Изменить размер шрифта - +
Изделие съедает делателя: и ритму жизни уже нет точки приложения в жизни: так сущность жизни оказывается внежизненной сущностью; тогда развиваются учения о вечной жизни там, в облаках: коварные иезуиты мысли поселяют Бога на небе, отдавая землю Молоху: как бы ни называли себя иезуиты культуры — мистиками, богословами или атеистами, — роль их одинакова: это — палачи жизни.

При их участии в жизненном законодательстве целесообразность личного развития есть целесообразность без цели. Так иезуитски определяет искусство гениальный мертвец — Кант, утверждая в формах искусства противоестественное выявление ритма жизни: когда ритму не осталось места в жизни, ритм создал себе формы вне жизни; формы эти — формы искусств; и пошла басня о заоблачных высотах искусства: но заоблачные высоты — это пульс крови, биение сердца. Цель искусства — взорвать сон жизни.

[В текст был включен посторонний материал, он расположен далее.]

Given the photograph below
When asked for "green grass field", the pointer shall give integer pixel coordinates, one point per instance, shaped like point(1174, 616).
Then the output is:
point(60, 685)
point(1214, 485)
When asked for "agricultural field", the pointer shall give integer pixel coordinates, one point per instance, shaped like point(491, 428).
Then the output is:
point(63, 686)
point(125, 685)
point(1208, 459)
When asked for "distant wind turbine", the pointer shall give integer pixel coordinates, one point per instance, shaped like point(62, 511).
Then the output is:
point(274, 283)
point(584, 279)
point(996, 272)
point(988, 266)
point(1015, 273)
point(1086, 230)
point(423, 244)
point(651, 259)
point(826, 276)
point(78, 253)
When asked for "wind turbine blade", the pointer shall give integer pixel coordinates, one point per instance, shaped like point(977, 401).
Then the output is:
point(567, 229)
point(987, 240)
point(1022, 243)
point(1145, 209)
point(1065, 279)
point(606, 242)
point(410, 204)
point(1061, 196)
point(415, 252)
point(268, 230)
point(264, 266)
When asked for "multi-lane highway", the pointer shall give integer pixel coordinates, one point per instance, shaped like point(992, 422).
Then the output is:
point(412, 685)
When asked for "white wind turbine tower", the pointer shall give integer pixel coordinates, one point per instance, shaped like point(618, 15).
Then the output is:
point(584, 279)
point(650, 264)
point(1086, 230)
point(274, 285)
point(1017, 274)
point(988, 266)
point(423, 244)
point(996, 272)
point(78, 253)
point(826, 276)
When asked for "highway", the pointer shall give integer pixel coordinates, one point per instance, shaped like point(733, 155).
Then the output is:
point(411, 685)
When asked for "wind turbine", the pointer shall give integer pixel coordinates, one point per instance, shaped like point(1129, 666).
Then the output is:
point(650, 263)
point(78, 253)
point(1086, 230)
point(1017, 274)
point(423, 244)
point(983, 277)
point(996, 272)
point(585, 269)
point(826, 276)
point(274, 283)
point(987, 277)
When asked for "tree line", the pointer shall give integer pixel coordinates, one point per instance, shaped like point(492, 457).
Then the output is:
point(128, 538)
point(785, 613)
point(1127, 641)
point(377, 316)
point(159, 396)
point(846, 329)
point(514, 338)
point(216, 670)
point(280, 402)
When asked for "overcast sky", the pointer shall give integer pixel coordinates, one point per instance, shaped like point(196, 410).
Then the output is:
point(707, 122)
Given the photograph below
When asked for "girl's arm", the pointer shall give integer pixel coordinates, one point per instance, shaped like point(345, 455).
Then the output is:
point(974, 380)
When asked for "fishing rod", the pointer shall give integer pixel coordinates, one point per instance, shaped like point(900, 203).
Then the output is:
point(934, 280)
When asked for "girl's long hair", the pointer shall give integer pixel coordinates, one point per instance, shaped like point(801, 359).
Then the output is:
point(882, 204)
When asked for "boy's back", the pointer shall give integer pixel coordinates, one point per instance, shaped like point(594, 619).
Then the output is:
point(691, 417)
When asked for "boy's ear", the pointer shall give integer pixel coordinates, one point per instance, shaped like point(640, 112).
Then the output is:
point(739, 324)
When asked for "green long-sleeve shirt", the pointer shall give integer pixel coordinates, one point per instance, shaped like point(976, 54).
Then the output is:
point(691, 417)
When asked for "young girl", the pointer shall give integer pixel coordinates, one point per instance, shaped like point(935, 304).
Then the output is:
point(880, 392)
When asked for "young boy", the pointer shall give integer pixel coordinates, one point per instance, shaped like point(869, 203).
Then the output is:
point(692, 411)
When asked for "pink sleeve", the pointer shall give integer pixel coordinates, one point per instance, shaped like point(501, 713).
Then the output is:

От этого оберегают искусство государственники от философии, создавая теорию о бесцельной целесообразности.

Если жизнь наша есть культурная смерть, то в удалении от жизни — жизнь творчества. Человечество рождает форму искусства, в которой мир расплавлен в ритме, так что уже нет ни земли, ни неба, а только — мелодия мироздания: эта форма — музыкальная симфония. Извне — она наисовершеннейшая форма удаления от жизни, изнутри — она соприкасается с сущностью жизни — ритмом. Поэтому-то называем мы ритм жизни духом музыки: здесь — прообразы идей, миров, существ. Здесь художник — дух, парящий над хаосом звуков, чтобы создать новый мир творчества и им раздавить творческие обломки, называемые бытием: задача ритма, укрытого в творчестве, оборвать небо, раздавить землю: бросить небо и землю в пропасть небытия, потому что в душе художника — новая земля и новое небо: «смерть повержена в озеро огненное» — слышит апостол голос Откровения; «уже повержена», — где-то там, в глубине души: стало быть, в глубине души уже звучит песнь торжествующей жизни: но мы засоряем душу творческими отбросами: не понимаем голоса, не знаем, что «повержена смерть»: и нужно, чтобы музыка пролилась в нашу кровь, чтобы кровь стала музыкой: тогда мы поймем, что преображение — в нас и бессмертие — с нами.

Но глубок сон: даже мыслить ритмически мы не умеем, все только мечтаем о метательных снарядах; мы забываем, что от себя некуда улететь; пусть улетим мы, пусть станем мы все Цеппелинами: летящий Цеппелин — сон о полете: и полет на аэроплане — гиперболический полет; полет — не комфортабельное перемещение из одной точки пространства в другую, полет — восторг, энтузиазм, сгорание; если восторг вознесет еще и тело, мы согласны быть «птицами в воздухе», а пока мы возимся с аэропланами, над нами могли бы посмеяться и птицы.

Выпадение форм из музыкальной (ночной) стихии души: такова космогония искусств. Сначала был наступательный период искусства: это период доисторический, музыкальная стихия ночи пела безымянными криками в дикаре — и символом этой ночной песни была ночь, окружавшая первобытного человека: «мир бестелесный, но незримый…роился в хаосе ночном». Небо души и небесный купол для дикаря — одно. Герой боролся с бестелесным духом одинаково, как и с медведем, он наступал и побеждал; и линия его ночного пути озарялась светом возникших образов; образы, быт, кумиры мысли — это трофеи, вырванные из рук ночи; в момент, когда герой опочил на трофеях, окружив себя образами, возникла история, т. е. сон героя; океан ночи врывался в материк образов: и герой выстроил из образов цитадель (законы, право, государство); так свалил он защиту собственной жизни на фетиша, вместо того чтобы понять, что борьба с роком — борьба с собственной косностью; ведь только эта борьба высекает новые ступени на лестнице мироздания.

В тот период, когда человек превратил творческую ступень в плоскость бытия, плоскость оказалась бесконечностью этой жизни и герой стал блуждающим странником по плоскости бесконечности; так человечество изменило линию своего пути: линия прежнего пути продолжилась в небо, стала небом, висящим над человеком, а новый путь — землей.